1. Perimeter = 48 cm

Length of a side = perimeter/4 = 48/4 =12cm

2. Given l = 20 m, b = 13 m

Perimeter = 2 x (l + b) = 2 x (20 + 13) = 2 x 33 = 66 m

3. Given l=12 cm, b= 10 cm

Area = l x b = 12 x 10 = 120 sq cm

4. Given perimeter = 40 m

Length of a side = perimeter/ 4 = 40 / 4 = 10 m

Area = side x side = 10 x 10 = 100 sq m

5. Given l= 24 m, b = 20 m

Perimeter = 2 x (l + b) = 2 x (24 + 20) = 2 x 44 = 88 m

Cost of fencing = 88 x 25 = 2200 rupees.

6. Given perimeter = 32 m

Length of one side = 32/ 4 = 8m

7. Perimeter =2 x (l + b) = 40 cm and b = 8 cm

l + b = 20

l + 8 = 20

l = 20 – 8 = 12cm

8. Perimeter = 10 + 14 + 15 = 39 cm

9. Length of the side of a square = perimeter / 4 = 20/4 = 5 m

10. Given l = 50 m

Area = 300 sq m

Width = Area/ length = 300/ 50 = 6 m

11.Perimeter of the rectangle = 2 [length + breadth]
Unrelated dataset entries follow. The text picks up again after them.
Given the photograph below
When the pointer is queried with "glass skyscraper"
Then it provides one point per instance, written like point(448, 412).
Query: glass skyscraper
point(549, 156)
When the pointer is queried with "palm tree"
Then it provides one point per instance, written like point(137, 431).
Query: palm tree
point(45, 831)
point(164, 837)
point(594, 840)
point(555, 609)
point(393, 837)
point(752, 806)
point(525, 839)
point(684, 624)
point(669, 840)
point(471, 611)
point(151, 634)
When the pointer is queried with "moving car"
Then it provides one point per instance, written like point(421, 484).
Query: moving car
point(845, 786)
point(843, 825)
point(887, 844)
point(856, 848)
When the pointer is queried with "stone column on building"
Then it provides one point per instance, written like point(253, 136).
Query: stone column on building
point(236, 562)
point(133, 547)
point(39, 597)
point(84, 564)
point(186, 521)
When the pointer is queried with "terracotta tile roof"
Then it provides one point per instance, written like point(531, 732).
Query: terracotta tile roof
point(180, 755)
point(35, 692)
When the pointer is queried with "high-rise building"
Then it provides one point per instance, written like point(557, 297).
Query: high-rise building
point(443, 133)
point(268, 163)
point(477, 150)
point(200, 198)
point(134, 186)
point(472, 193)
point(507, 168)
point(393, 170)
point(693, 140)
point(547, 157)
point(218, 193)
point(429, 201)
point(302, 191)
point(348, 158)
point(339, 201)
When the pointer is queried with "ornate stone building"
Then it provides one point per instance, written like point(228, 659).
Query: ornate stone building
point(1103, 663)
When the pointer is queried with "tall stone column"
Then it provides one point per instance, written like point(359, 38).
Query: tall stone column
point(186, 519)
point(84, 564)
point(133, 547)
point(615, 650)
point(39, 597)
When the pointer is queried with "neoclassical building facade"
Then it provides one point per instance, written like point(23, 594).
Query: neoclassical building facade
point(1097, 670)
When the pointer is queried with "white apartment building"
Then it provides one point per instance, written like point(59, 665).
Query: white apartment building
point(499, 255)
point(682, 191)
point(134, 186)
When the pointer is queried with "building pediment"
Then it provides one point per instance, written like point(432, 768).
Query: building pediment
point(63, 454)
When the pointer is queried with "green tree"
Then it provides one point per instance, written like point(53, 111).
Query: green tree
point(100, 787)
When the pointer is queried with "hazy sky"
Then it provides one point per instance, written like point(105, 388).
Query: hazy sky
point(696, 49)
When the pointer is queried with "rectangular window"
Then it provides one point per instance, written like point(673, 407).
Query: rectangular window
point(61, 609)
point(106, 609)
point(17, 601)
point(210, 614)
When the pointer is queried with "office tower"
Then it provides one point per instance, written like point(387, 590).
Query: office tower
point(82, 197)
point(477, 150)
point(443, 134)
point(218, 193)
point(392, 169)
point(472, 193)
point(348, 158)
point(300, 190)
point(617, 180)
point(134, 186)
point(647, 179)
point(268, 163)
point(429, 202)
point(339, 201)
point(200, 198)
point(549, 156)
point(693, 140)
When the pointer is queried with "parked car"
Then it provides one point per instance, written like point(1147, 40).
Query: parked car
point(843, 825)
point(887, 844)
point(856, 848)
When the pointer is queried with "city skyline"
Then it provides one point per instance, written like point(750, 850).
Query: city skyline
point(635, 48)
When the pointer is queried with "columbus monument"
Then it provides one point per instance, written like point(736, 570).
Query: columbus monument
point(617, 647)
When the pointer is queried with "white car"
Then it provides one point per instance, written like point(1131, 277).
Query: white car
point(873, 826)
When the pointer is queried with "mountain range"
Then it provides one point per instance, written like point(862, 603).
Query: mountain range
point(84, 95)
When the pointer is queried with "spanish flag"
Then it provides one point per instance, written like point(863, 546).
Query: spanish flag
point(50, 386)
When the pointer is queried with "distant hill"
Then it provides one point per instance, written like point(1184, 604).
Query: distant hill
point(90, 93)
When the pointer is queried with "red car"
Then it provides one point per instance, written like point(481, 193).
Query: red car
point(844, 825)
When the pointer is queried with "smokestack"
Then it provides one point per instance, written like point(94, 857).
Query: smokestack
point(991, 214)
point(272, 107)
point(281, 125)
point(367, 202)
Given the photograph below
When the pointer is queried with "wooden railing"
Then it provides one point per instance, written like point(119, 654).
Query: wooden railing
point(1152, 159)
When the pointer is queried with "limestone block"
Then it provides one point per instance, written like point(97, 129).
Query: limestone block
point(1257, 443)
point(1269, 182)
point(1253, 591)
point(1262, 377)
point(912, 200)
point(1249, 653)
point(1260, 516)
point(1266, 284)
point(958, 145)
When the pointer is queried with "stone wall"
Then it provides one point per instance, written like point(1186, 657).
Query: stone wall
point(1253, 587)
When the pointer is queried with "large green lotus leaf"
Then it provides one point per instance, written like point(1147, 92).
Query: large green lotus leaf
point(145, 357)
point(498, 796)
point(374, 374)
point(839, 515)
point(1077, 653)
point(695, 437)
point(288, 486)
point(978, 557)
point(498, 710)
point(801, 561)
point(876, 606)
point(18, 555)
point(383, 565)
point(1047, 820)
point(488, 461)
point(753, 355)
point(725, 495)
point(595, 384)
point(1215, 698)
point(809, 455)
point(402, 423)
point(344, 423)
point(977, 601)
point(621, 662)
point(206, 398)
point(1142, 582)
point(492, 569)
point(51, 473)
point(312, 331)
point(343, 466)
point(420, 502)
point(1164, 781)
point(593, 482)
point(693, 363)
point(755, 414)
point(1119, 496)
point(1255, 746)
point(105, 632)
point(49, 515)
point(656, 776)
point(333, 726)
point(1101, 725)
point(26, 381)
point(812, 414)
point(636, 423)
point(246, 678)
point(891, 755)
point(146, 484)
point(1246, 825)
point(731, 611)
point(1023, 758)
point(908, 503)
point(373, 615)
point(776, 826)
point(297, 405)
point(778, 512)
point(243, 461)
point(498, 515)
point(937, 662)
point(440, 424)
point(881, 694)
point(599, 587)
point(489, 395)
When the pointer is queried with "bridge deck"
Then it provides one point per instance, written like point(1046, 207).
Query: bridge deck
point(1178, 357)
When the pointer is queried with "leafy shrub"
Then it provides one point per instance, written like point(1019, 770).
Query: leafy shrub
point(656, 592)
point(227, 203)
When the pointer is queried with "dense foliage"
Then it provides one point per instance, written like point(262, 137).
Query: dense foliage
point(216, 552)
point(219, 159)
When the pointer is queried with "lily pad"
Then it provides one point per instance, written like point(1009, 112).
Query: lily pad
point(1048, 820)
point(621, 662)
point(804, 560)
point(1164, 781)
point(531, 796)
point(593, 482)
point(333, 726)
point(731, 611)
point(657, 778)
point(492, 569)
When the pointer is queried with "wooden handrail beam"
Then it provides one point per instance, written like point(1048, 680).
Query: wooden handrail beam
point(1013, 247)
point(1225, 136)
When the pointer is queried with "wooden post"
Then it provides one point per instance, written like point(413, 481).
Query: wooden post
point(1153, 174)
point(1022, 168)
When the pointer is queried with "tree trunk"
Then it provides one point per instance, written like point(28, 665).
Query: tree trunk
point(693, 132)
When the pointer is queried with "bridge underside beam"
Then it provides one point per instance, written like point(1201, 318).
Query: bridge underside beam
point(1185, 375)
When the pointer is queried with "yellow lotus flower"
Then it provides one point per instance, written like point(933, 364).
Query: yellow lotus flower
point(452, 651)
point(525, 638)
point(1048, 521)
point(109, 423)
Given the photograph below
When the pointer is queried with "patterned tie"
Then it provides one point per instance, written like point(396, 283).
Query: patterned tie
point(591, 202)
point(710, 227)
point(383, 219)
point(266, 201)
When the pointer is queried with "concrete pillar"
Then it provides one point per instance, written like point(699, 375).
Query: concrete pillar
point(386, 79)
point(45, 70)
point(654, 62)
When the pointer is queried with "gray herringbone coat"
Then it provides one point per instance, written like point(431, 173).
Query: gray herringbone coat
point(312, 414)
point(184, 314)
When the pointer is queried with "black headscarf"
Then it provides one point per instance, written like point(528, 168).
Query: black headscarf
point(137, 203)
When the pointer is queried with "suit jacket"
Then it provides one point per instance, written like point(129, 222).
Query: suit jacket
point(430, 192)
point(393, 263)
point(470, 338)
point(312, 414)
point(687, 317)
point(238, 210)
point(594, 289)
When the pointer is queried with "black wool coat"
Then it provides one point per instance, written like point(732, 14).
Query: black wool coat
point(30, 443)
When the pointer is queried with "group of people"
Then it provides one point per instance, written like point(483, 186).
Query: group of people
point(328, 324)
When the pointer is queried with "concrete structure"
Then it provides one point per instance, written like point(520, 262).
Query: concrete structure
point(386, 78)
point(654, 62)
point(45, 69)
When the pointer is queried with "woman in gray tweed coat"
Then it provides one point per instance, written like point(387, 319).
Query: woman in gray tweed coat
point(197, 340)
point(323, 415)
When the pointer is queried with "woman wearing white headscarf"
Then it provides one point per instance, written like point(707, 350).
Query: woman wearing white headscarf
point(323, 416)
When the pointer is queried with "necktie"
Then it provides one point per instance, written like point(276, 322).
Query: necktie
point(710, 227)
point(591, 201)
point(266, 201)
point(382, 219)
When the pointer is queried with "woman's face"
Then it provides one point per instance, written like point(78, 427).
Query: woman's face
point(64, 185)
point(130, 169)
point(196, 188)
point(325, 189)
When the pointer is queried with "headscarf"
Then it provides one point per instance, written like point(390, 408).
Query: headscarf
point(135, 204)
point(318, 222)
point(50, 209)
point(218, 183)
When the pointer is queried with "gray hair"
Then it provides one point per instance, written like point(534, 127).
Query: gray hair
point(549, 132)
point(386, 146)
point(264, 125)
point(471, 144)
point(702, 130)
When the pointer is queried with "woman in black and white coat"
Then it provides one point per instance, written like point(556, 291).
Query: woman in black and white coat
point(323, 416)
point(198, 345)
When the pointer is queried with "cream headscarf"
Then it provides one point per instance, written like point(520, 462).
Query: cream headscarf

∴ 2 [length + breadth] = 880

length + breadth = 880 ÷ 2 = 440

∵ Breadth = 88 m

∴ Length = 440 m – 88 m = 352 m

Hence, the required length = 352 m.

12. Length of the rectangular park = 30 m

Breadth = 20 m

∴ Perimeter of the rectangular park = 2(length + breadth)

= 2 [30 + 20] = 2 x 50 m = 100 m

∴ Cost of fencing all around the park = ₹15 x 100 = ₹1500

13. Cost of fencing the compound = ₹5452

and the rate of fencing = ₹94 per metre

∴ Perimeter of the compound = 5452 ÷ 94 = 58 metres

Now breadth of the compound = 10 m.

2 [length + breadth] = 58 m

∴ length + breadth = 58 + 2 m = 29 m

∴ Length of the compound = 29 m – 10 m = 19 m.